On signale souvent les différentes périodes chez un artiste, en essayant d’en extraire les plus abouties ou les plus spectaculaires.  C’est dans une posture absolument différente que l’artiste aborde la problématique de la sculpture.  Elle n’est pas ici uniquement imitation des apparences ou recherche d’une qualité mimétique mais utilisation du pouvoir d’incarner une idée.  En se jetant à corps perdu  dans cette pratique, Alain Godon est à la recherche d’un art qui a un pouvoir signifiant.

 

La composante narrative introduite dans la sculpture d’Alain Godon en fait littéralement exploser son sens premier.  Nous ne sommes plus dans une figure traitée sur le mode représentatif uniquement mais dans un récit.  J’ai pu en  mesurer toute la force dans une de ses premières sculptures en bronze que j’ai vu dans un appartement de l’avenue Friedland à Paris, toute la perturbation introduite par la mitraillette que brandissait le doux personnage de Bambi, ce faon de fiction du célèbre dessin animé. Vous pouvez d’ailleurs en voir un autre exemple, avec un petit ours bien connu, à l’intérieur du livre.  Une révélation.  Il y avait donc deux Alain Godon. Celui des peintures et des Bildos, et celui de la sculpture.

 

C’est Malraux qui nous parle de ce dialogue muet entre les œuvres, pour lui le mouvement particulier de l’art.  Alain Godon est à la fois son propre maître et son propre témoin.
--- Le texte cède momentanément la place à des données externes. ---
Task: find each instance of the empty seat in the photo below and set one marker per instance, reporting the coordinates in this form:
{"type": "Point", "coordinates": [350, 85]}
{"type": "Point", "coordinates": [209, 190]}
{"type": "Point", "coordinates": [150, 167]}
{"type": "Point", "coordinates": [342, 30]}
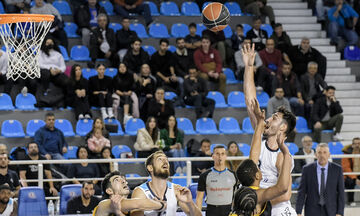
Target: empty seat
{"type": "Point", "coordinates": [25, 102]}
{"type": "Point", "coordinates": [67, 192]}
{"type": "Point", "coordinates": [190, 9]}
{"type": "Point", "coordinates": [229, 125]}
{"type": "Point", "coordinates": [32, 202]}
{"type": "Point", "coordinates": [80, 53]}
{"type": "Point", "coordinates": [84, 126]}
{"type": "Point", "coordinates": [5, 102]}
{"type": "Point", "coordinates": [179, 30]}
{"type": "Point", "coordinates": [65, 126]}
{"type": "Point", "coordinates": [185, 125]}
{"type": "Point", "coordinates": [133, 125]}
{"type": "Point", "coordinates": [34, 125]}
{"type": "Point", "coordinates": [206, 126]}
{"type": "Point", "coordinates": [12, 128]}
{"type": "Point", "coordinates": [218, 98]}
{"type": "Point", "coordinates": [169, 9]}
{"type": "Point", "coordinates": [158, 30]}
{"type": "Point", "coordinates": [236, 99]}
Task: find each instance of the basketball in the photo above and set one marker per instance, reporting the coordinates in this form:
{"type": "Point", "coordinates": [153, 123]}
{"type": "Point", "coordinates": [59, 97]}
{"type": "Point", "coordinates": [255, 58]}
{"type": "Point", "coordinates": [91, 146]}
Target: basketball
{"type": "Point", "coordinates": [216, 16]}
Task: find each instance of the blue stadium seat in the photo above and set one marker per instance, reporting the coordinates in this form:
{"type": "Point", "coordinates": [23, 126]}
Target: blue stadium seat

Il entretient son dialogue avant tout avec lui-même.  De ses toiles, il passe aux nouvelles technologies, avec cette unité dans le style que nous avons noté et entre de plein pied dans le vertige d’une sculpture qui nous révèle finalement sa nature profonde.  La réussite est indéniable et la surprise totale.  En un mot, l’art devient ici langage.  En introduisant une perturbation et en détournant le sens premier de sa sculpture, il induit un changement radical et s’embarque dans une autre aventure en pleine conscience.  C’est l’interférence entre le corps du personnage sculpté et cet élément inattendu qui va caractériser les œuvres d’Alain Godon.  C’est sa stratégie pour briser le sens conventionnel du récit auquel on était en droit de s’attendre après avoir vu ses peintures, et alors le sens apparaît en même temps que l’objet.  Dans ses sculptures, l’accent est tout d’abord mis sur la surface, comme dans l’Art nouveau ou le design, c’est-à-dire un art qui se soucie moins de la structure interne de l’objet.

 

Avec sa sculpture, Alain Godon se positionne plus dans le rôle d’un dialecticien perturbateur que dans celui d’un créateur d’objets invitant à la contemplation et fait une brillante démonstration de la plénitude de ses dons.  On le voit, l’analyse et le survol de l’ensemble de son travail met en exergue la formidable organicité logique de son œuvre.  Alain Godon entre ainsi avec une grande aisance, par la force de son image, dans l'univers visuel des spectateurs et dans leur présent permanent.  L’artiste a tous les pouvoirs et cela Alain Godon le sait.  Il n’a pas fini d’en user et de nous étonner, pour la plus grande joie des vrais amateurs d’art. 

 

 

Henry Périer

Docteur en Histoire de l'Art

Henry Périer est Docteur en Histoire de l’art.  Auteur de nombreux articles et de catalogues sur l’art, la parution de sa biographie sur Pierre Restany, un des personnages les plus influents de l’art au niveau international de la deuxième moitié du XXème siècle, le positionne comme l’un des spécialistes du Nouveau Réalisme, le pendant européen du Pop art. Commissaire d’exposition indépendant, il a organisé de nombreux événements, le dernier, en 2009, étant la plus grande exposition Bernard Buffet jamais réalisée en France depuis quarante ans.  C’est aussi un des spécialistes français de l’art contemporain Chinois. Commissaire de l’Année de la Chine en France en 2004 avec l’exposition « Chine, le corps partout ? » au Musée d’Art Contemporain de Marseille, auteur en 2008 du texte de China Gold, chez Gallimard.  Une exposition dont il a été le consultant au musée Maillol à Paris.  Il sera aussi le curator du Panda Fashion Show de Zhao Bandi au Palais de Tokyo à Paris, en mars 2009.